It has bluetooth, an accelerometer, a gyroscope, and a magnetometer with 3-axis resolution each.

MrMark
_> That's true, I don't need to power the arduino with 5v just to measure the battery level.
_> You're right, that part is missing and I don't have nothing in mind at the moment.
I'll search and come up with a solution late.
_> That's one thing that I really need to test to know the best way to solve it, but I think I just need to measure X axis and then calculate the force.
_> That's a good idea too, I was thinking sending data to my smartphone through bluetooth with the time when the led was active and then compare with an action cam that I will put on my dashboard.
_> The goal of the vibration sensor is to detect if someone touches the bike.
The accelerometer can detect movement, but I don't think it will detect a touch.

Thank for your help!

Robin2
_> I have a sports bike and trust me, it slows down a lot just by letting go the throttle.
_> My goal is to blink the brake light but slowly, like 3 seconds ON and 2 seconds OFF, but I need to test it out.
Also, I will turn ON the brake light only when the sensor detects a high deceleration.
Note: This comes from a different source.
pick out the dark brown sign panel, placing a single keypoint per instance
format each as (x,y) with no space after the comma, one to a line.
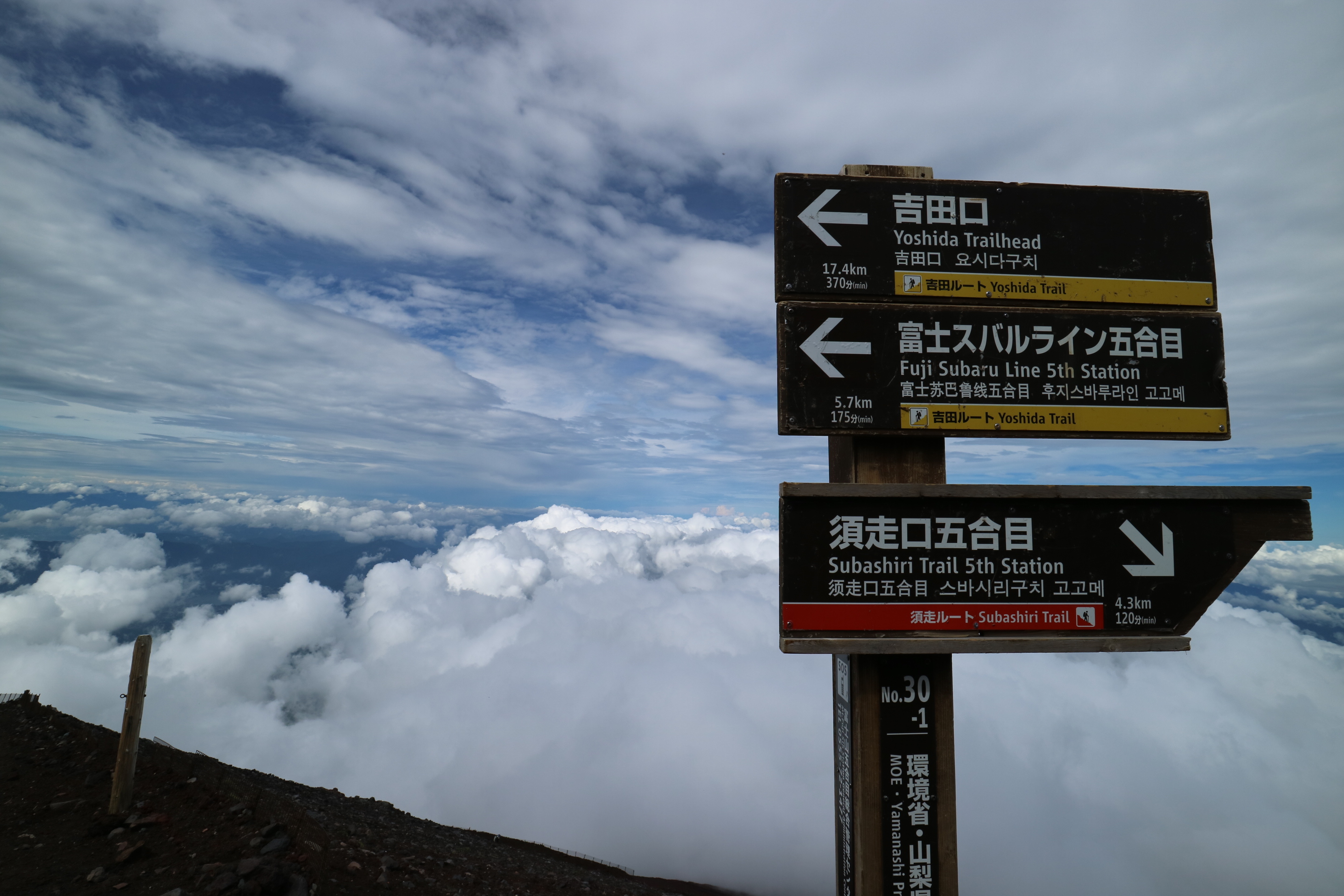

But I appreciate your concern and help. Thanks!

MrMark
_> Yep, that's what I do everytime just for being afraid that someone will hit me for not driving defensively or not paying attention.
_> Well, I thought I just needed to find the wire of the brake light and connect the wire from arduino (the wire from my relay that is connected to arduino).

Railroader
_> My plan was to connect directly from the battery, that would be really good if I could find a wire that gets the power cutted off every time the bike is running.
_> I'm not concern about someone trying to bypassing the key lock because my motorcycle has a protection for that, it's called Honda Ignition Security System (HISS).

Thanks!


I'll create a new diagram paying close attention for your tips and I'll post it as soon as possible.
Thanks for all the support

In my own tests I found it impossible to achieve reliable communication at anywhere close to the figures I saw online for both modules and often the authors noted that their published figures were under ideal conditions (direct line of sight, no obstacles, etc.) For my particular project 433Mhz was unusable for a fixed 60ft. distance with a window as the only obstacle. YMMV

The Nano 33 BLE does look to be ideal for your application.
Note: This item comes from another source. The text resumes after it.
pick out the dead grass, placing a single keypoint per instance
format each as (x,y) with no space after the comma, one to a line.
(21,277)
Here is a link to an article describing the challenges faced in an automotive electrical system. I imagine a high revving motorcycle would be even worse. Note that those conditions can be present on both power and signal lines.

Re saving power... Connect to the battory +12. Place a fuse close to the battory. Run that cable up to a simple On/Off switch on the panel, or anyware You would like. Simple, stoneage but very reliable, not calling for sofisticated hardware nor for quite some software concern.

Thank you Hutkikz, I’ll use 2.4Ghz.

About the transmitter, it would be nice to have a nice looking key, do you know where I could buy from?

Thank you Railroader, I’ll make some tests on that.

So, I did a new diagram, from now on I’ll use Arduino Nano 33 BLE and I’m going to begin the tests as soon as all the equipment arrives.

In this diagram, I’m not mentioning the resistance of the resistors because (if I learned how it works properly) I need to measure the output amps first and then I’ll calculate the required resistance for arduino 3.3v analog port.
Also, I placed a 12v regulator before resistance just for controlling energy spikes.

I’ll keep you up to date.

All automotive systems battery voltage vary anything from 13.8v down to around 11.6v.

Regulators such as the L7908 are negative 8v regulators.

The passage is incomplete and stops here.